How can I get the KKBox split as described in the paper?

havakv / pycox

Survival analysis with PyTorch

BSD 2-Clause "Simplified" License

832 stars 193 forks source link

How can I get the KKBox split as described in the paper? #61

Closed LeeJunHyun closed 3 years ago

LeeJunHyun commented 3 years ago

I really appreciate your commitment to this field.

I got kkbox dataset by using kkbox.read_df().

The kkbox dataset consists of 2,814,735 instances, so how can I get the same split as described in the paper?

In the paper, there are 1,786,333 train samples, 661,748 test samples, and 198,665 valid samples. (2,646,746 instances in total)

Thanks.

havakv commented 3 years ago

Thank you for the kind words!

You're probably looking for kkbox_v1.read_df() which is the dataset used in "Time-to-event prediction with neural networks and Cox regression".

The dataset in kkbox.read_df() is used in the paper "The Brier Score under Administrative Censoring: Problems and Solutions" and has some improvements compared to kkbox_v1 in addition to administrative censoring times.

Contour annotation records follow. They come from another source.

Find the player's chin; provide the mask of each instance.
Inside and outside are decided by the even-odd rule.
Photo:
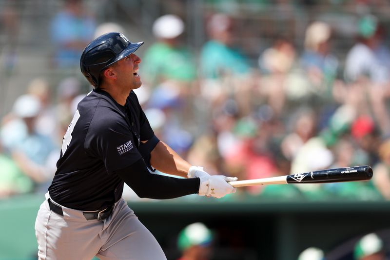
[[[133,89],[136,89],[137,88],[139,88],[141,87],[142,85],[142,82],[141,80],[138,81],[137,82],[135,82],[134,84],[133,84]]]

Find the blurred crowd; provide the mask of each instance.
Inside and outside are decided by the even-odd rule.
[[[78,68],[83,48],[104,33],[127,35],[126,24],[98,23],[82,0],[65,2],[50,26],[53,67]],[[162,16],[151,28],[155,42],[140,57],[143,85],[136,93],[156,135],[212,174],[246,180],[373,169],[369,181],[252,186],[222,200],[390,199],[390,45],[377,17],[356,18],[345,58],[333,48],[335,28],[314,19],[303,48],[281,34],[254,63],[237,40],[233,17],[208,15],[206,40],[194,50],[184,40],[184,18]],[[1,119],[0,198],[50,185],[62,137],[92,89],[75,71],[55,84],[31,79]],[[130,188],[124,196],[137,199]]]

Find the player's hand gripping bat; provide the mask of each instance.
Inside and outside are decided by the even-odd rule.
[[[372,177],[372,169],[371,167],[365,165],[329,169],[269,178],[237,180],[230,181],[229,183],[233,187],[288,183],[324,183],[368,180]]]

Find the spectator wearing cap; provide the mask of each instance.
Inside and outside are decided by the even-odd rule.
[[[14,119],[3,126],[0,134],[4,148],[22,172],[34,181],[37,191],[47,189],[58,156],[51,139],[37,131],[41,107],[34,96],[19,97],[12,109]]]
[[[320,21],[311,23],[306,29],[305,49],[300,57],[302,68],[315,94],[321,100],[328,100],[328,102],[333,100],[334,86],[343,84],[341,80],[336,80],[339,62],[332,52],[332,34],[328,23]]]
[[[177,260],[209,260],[213,235],[203,223],[187,226],[179,234],[177,247],[181,257]]]
[[[385,260],[385,253],[383,240],[373,233],[364,236],[357,241],[353,256],[355,260]]]
[[[156,41],[145,51],[140,68],[145,82],[152,88],[167,81],[188,85],[195,79],[195,58],[182,42],[185,29],[184,22],[175,15],[162,16],[154,22]]]
[[[158,100],[158,93],[164,93],[161,102],[149,102],[149,107],[160,108],[158,106],[165,105],[161,102],[175,100],[178,105],[169,105],[173,108],[170,112],[181,123],[188,124],[194,117],[191,94],[197,86],[195,58],[183,41],[185,30],[185,24],[176,15],[157,18],[152,28],[156,41],[145,50],[139,70],[144,75],[143,85],[150,90],[151,99]]]

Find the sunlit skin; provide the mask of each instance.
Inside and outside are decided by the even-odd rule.
[[[141,86],[141,77],[138,74],[141,59],[132,53],[114,63],[103,72],[103,80],[99,87],[108,92],[122,105],[130,91]]]

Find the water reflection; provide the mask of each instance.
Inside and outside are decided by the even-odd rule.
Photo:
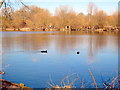
[[[17,33],[15,33],[17,34]],[[11,37],[12,36],[12,37]],[[70,52],[87,51],[88,58],[93,60],[94,56],[104,49],[110,52],[118,50],[117,34],[88,34],[76,33],[33,33],[14,36],[3,33],[3,52],[34,52],[43,49],[55,50],[60,54]]]
[[[75,72],[88,80],[88,69],[92,67],[97,81],[99,72],[106,80],[118,70],[118,37],[115,33],[3,32],[3,78],[45,88],[49,74],[55,82]],[[40,53],[46,49],[47,54]]]

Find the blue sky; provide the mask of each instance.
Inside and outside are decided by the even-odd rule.
[[[17,1],[17,0],[13,0]],[[112,14],[118,9],[119,0],[22,0],[27,5],[36,5],[48,9],[54,14],[57,7],[67,5],[72,7],[77,13],[87,14],[89,2],[93,2],[99,9],[104,10],[107,14]]]

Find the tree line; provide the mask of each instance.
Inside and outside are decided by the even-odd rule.
[[[19,10],[6,7],[2,8],[2,30],[8,28],[20,30],[81,30],[83,28],[117,27],[118,13],[108,15],[99,10],[94,3],[88,4],[88,14],[76,13],[69,6],[59,6],[52,15],[47,9],[37,6],[24,6]]]

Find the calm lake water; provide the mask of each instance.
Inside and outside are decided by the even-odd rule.
[[[118,35],[81,32],[2,32],[3,79],[24,83],[31,88],[48,88],[48,82],[70,82],[94,87],[90,69],[99,87],[118,75]],[[48,53],[41,53],[47,50]],[[77,51],[80,54],[77,54]],[[65,81],[67,84],[67,80]]]

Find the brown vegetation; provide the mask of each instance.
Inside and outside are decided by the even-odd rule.
[[[37,6],[24,6],[19,10],[6,7],[2,8],[2,30],[80,31],[100,28],[102,31],[116,30],[117,16],[117,12],[107,15],[94,3],[88,4],[87,15],[76,13],[69,6],[59,6],[55,15]],[[106,26],[109,29],[106,30]]]

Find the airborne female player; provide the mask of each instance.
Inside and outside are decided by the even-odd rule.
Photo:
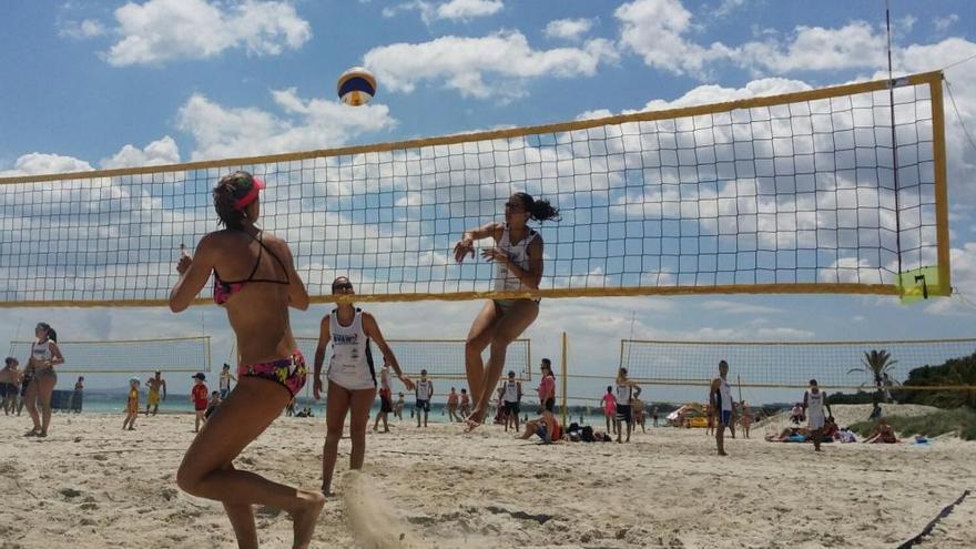
[[[455,245],[455,260],[475,256],[475,241],[491,237],[495,246],[481,251],[481,257],[495,262],[495,289],[518,292],[538,289],[542,279],[542,236],[528,227],[529,220],[559,218],[559,211],[548,201],[537,201],[526,193],[515,193],[505,203],[505,223],[489,223],[465,232]],[[481,425],[491,393],[505,368],[508,345],[539,315],[539,299],[491,299],[471,324],[465,343],[465,369],[475,409],[467,419],[468,429]],[[481,352],[491,346],[488,368]]]

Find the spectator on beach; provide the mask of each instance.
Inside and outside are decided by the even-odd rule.
[[[237,378],[234,377],[234,374],[231,374],[231,365],[224,363],[224,367],[221,368],[221,400],[226,399],[231,395],[231,382],[237,383]]]
[[[146,383],[145,386],[149,388],[149,397],[145,401],[145,415],[149,415],[149,409],[153,409],[153,416],[155,416],[160,411],[160,395],[162,395],[163,400],[166,399],[166,380],[163,379],[163,374],[160,370],[156,370]]]
[[[725,427],[732,430],[732,437],[735,438],[735,418],[733,417],[732,407],[732,387],[729,385],[729,363],[719,360],[719,377],[712,379],[709,390],[709,404],[715,410],[718,419],[715,426],[715,446],[720,456],[725,454]]]
[[[47,437],[51,424],[51,396],[58,384],[54,366],[64,364],[64,357],[58,348],[58,334],[47,323],[38,323],[34,328],[34,344],[28,365],[33,367],[33,378],[27,386],[24,404],[27,413],[33,421],[33,428],[23,434],[26,437]],[[38,410],[38,405],[41,409]]]
[[[17,358],[8,356],[3,369],[0,370],[0,399],[3,400],[3,415],[9,416],[17,410],[17,397],[20,395],[20,377]]]
[[[542,444],[559,443],[562,440],[562,426],[555,414],[549,414],[526,421],[526,430],[516,438],[528,440],[532,435],[538,435]]]
[[[209,421],[209,420],[210,420],[210,416],[212,416],[213,413],[216,411],[217,406],[220,406],[221,403],[222,403],[223,400],[224,400],[224,399],[221,398],[221,393],[220,393],[220,392],[217,392],[217,390],[213,390],[213,392],[211,392],[211,394],[210,394],[210,401],[206,403],[206,411],[203,413],[203,418],[206,419],[206,420]]]
[[[607,433],[617,434],[617,397],[613,396],[613,386],[607,386],[607,393],[600,399],[603,407],[603,418],[607,419]]]
[[[508,379],[502,382],[501,398],[505,401],[505,430],[511,425],[516,433],[519,431],[519,403],[522,399],[522,383],[516,379],[515,370],[508,370]]]
[[[427,379],[427,370],[420,370],[420,379],[415,384],[417,397],[417,427],[420,427],[420,413],[424,413],[424,427],[427,427],[427,416],[430,415],[430,398],[434,396],[434,382]]]
[[[404,394],[399,393],[399,395],[397,396],[397,401],[393,407],[393,415],[400,421],[404,420],[404,404],[406,404],[404,401]]]
[[[139,417],[139,378],[129,378],[129,400],[125,404],[125,420],[122,429],[135,430],[135,418]]]
[[[816,379],[811,379],[810,389],[803,394],[803,415],[807,417],[806,428],[810,429],[811,437],[813,437],[814,451],[821,451],[820,444],[824,438],[823,429],[826,424],[824,408],[827,410],[826,415],[833,417],[831,404],[827,403],[827,394],[820,390]],[[831,436],[833,437],[833,433]]]
[[[193,388],[190,390],[190,401],[193,403],[193,409],[196,411],[196,418],[193,426],[193,433],[200,433],[200,425],[206,423],[206,405],[207,399],[206,376],[203,372],[193,375]]]
[[[458,409],[458,394],[457,389],[451,387],[450,393],[447,394],[447,419],[450,423],[460,421],[460,416],[457,415]]]

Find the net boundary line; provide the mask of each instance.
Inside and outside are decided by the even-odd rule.
[[[552,124],[530,125],[522,128],[514,128],[508,130],[494,130],[486,132],[456,133],[453,135],[444,135],[439,138],[421,138],[406,141],[393,141],[384,143],[374,143],[366,145],[340,146],[333,149],[316,149],[311,151],[301,151],[293,153],[268,154],[262,156],[237,156],[232,159],[221,159],[212,161],[185,162],[179,164],[165,164],[157,166],[140,166],[123,167],[113,170],[93,170],[88,172],[69,172],[54,174],[37,174],[37,175],[19,175],[11,177],[0,177],[0,184],[14,183],[38,183],[47,181],[65,181],[65,180],[89,180],[98,177],[113,177],[124,175],[140,175],[163,172],[180,172],[192,170],[204,170],[211,167],[230,167],[252,164],[273,164],[279,162],[289,162],[296,160],[307,160],[313,157],[329,156],[348,156],[354,154],[373,153],[373,152],[392,152],[408,149],[418,149],[421,146],[451,145],[475,141],[491,141],[497,139],[521,138],[526,135],[537,135],[542,133],[561,133],[575,130],[587,130],[604,125],[619,125],[630,122],[653,122],[658,120],[678,119],[688,116],[698,116],[703,114],[715,114],[720,112],[730,112],[742,109],[752,109],[756,106],[776,106],[787,103],[797,103],[802,101],[816,101],[830,99],[837,95],[854,95],[857,93],[867,93],[887,90],[889,87],[899,88],[905,85],[924,85],[928,84],[933,90],[933,112],[936,105],[936,89],[938,90],[938,104],[942,104],[942,71],[922,72],[901,77],[894,80],[872,80],[867,82],[856,82],[851,84],[833,85],[827,88],[819,88],[815,90],[806,90],[800,92],[782,93],[779,95],[766,95],[761,98],[740,99],[734,101],[725,101],[720,103],[709,103],[694,106],[682,106],[675,109],[664,109],[660,111],[644,111],[631,114],[618,114],[614,116],[604,116],[591,120],[581,120],[575,122],[561,122]],[[941,116],[944,123],[944,115]],[[943,150],[944,153],[944,150]],[[945,155],[942,157],[943,167],[945,165]],[[944,183],[944,181],[943,181]],[[947,213],[947,212],[946,212]]]

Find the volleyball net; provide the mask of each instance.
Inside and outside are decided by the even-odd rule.
[[[10,342],[10,356],[27,366],[33,342]],[[211,372],[210,336],[164,339],[58,342],[64,364],[55,372],[71,374],[134,374]]]
[[[318,346],[317,337],[296,337],[298,348],[305,355],[306,360],[312,360]],[[413,379],[420,375],[421,369],[427,370],[427,376],[433,379],[467,379],[465,372],[465,340],[464,339],[387,339],[386,343],[397,357],[404,374]],[[383,367],[383,353],[375,343],[373,347],[373,362],[376,372]],[[326,355],[323,372],[328,368]],[[484,356],[487,364],[487,354]],[[309,368],[312,363],[308,363]],[[512,370],[516,376],[523,380],[532,379],[532,340],[516,339],[508,346],[505,357],[506,372]],[[393,374],[392,374],[393,375]],[[505,375],[505,373],[502,373]],[[439,392],[440,394],[446,393]]]
[[[887,355],[883,358],[882,353]],[[913,383],[911,373],[976,353],[976,338],[868,342],[620,342],[620,366],[652,386],[706,387],[729,363],[729,380],[754,389],[831,392],[976,390],[976,378]],[[877,366],[872,367],[872,364]],[[663,389],[662,389],[663,390]]]
[[[889,91],[889,87],[893,87]],[[892,98],[894,101],[892,101]],[[598,120],[271,156],[0,179],[0,305],[162,305],[211,190],[262,177],[315,302],[679,293],[948,295],[942,74]],[[458,265],[517,191],[541,227],[538,291]],[[487,241],[480,246],[490,246]],[[205,299],[201,297],[200,302]],[[200,303],[199,302],[199,303]]]

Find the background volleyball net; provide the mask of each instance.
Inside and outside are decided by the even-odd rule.
[[[873,350],[889,355],[887,379],[877,378],[865,364]],[[976,395],[976,338],[872,340],[872,342],[620,342],[620,366],[629,377],[654,387],[654,392],[708,397],[708,386],[718,376],[719,360],[730,365],[729,382],[753,389],[770,401],[775,395],[802,394],[810,379],[830,393],[962,390]],[[909,373],[925,366],[942,366],[950,359],[972,359],[969,378],[945,375],[914,379]],[[855,372],[852,372],[855,370]],[[616,374],[616,373],[614,373]],[[694,387],[688,393],[689,387]],[[787,393],[774,389],[792,389]]]
[[[305,355],[308,367],[312,368],[315,357],[315,348],[318,346],[317,337],[296,337],[298,348]],[[421,369],[427,370],[427,376],[434,379],[466,379],[465,373],[465,340],[464,339],[387,339],[387,344],[393,349],[399,362],[404,373],[416,380]],[[373,345],[373,360],[377,375],[379,368],[383,367],[383,353],[375,343]],[[331,350],[326,350],[325,363],[322,370],[328,368],[328,359]],[[484,356],[485,363],[488,363],[487,353]],[[532,379],[532,340],[516,339],[508,346],[508,353],[505,358],[506,373],[514,370],[516,376],[523,380]],[[393,372],[390,375],[394,376]],[[505,375],[505,373],[502,373]],[[398,383],[398,382],[397,382]],[[437,393],[444,396],[448,392],[448,387],[438,387]],[[460,390],[460,387],[458,387]],[[526,393],[529,389],[525,388]]]
[[[467,299],[466,228],[526,191],[546,223],[542,297],[824,292],[948,295],[942,74],[546,126],[170,166],[0,179],[0,304],[161,305],[211,190],[268,183],[313,299]],[[894,128],[893,128],[894,121]],[[488,246],[482,241],[479,246]],[[209,292],[209,291],[207,291]],[[496,297],[529,293],[497,293]],[[201,297],[205,299],[205,297]]]
[[[10,342],[10,356],[27,366],[33,342]],[[64,364],[55,372],[71,374],[136,374],[211,372],[210,336],[165,339],[58,342]]]

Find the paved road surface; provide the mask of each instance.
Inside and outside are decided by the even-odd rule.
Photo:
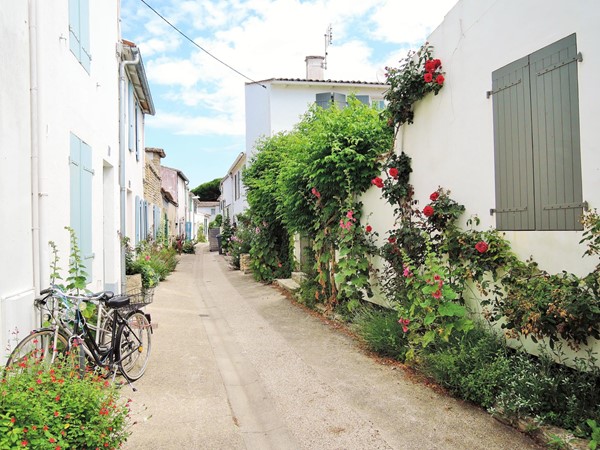
[[[519,432],[376,363],[208,247],[148,307],[158,324],[127,450],[535,449]],[[145,419],[150,416],[150,419]]]

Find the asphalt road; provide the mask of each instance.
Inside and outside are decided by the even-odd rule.
[[[197,247],[148,307],[156,327],[125,449],[536,449],[378,363],[273,286]]]

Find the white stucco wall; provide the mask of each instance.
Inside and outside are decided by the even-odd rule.
[[[542,9],[540,9],[542,8]],[[543,10],[543,14],[541,14]],[[491,74],[572,33],[583,53],[578,64],[583,198],[600,205],[600,117],[597,74],[600,73],[600,29],[595,18],[600,3],[519,0],[461,0],[428,41],[434,57],[442,60],[446,82],[439,95],[415,107],[415,121],[404,125],[397,150],[412,157],[411,183],[422,207],[438,186],[467,208],[465,219],[476,214],[482,229],[495,226],[493,99]],[[365,197],[376,229],[389,228],[389,207],[375,188]],[[373,202],[372,199],[375,199]],[[386,212],[383,212],[386,211]],[[506,233],[522,258],[533,255],[543,269],[587,274],[596,265],[582,259],[581,233],[575,231],[513,231]]]
[[[0,363],[33,326],[28,21],[27,2],[0,8]]]

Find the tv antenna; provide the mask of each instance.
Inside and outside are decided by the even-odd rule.
[[[333,43],[333,32],[331,31],[331,24],[325,30],[325,59],[323,60],[323,69],[327,69],[327,48]]]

havakv commented 3 years ago

From the read_df docs you can see that kkbox_v1.read_df accepts arguments for training, validation and test set.

LeeJunHyun commented 3 years ago

@havakv Thank you so much! Your reply is a great help for me :)

havakv commented 3 years ago

Happy to help! I'll close this issue then, and you can reopen it if you don't consider it solved.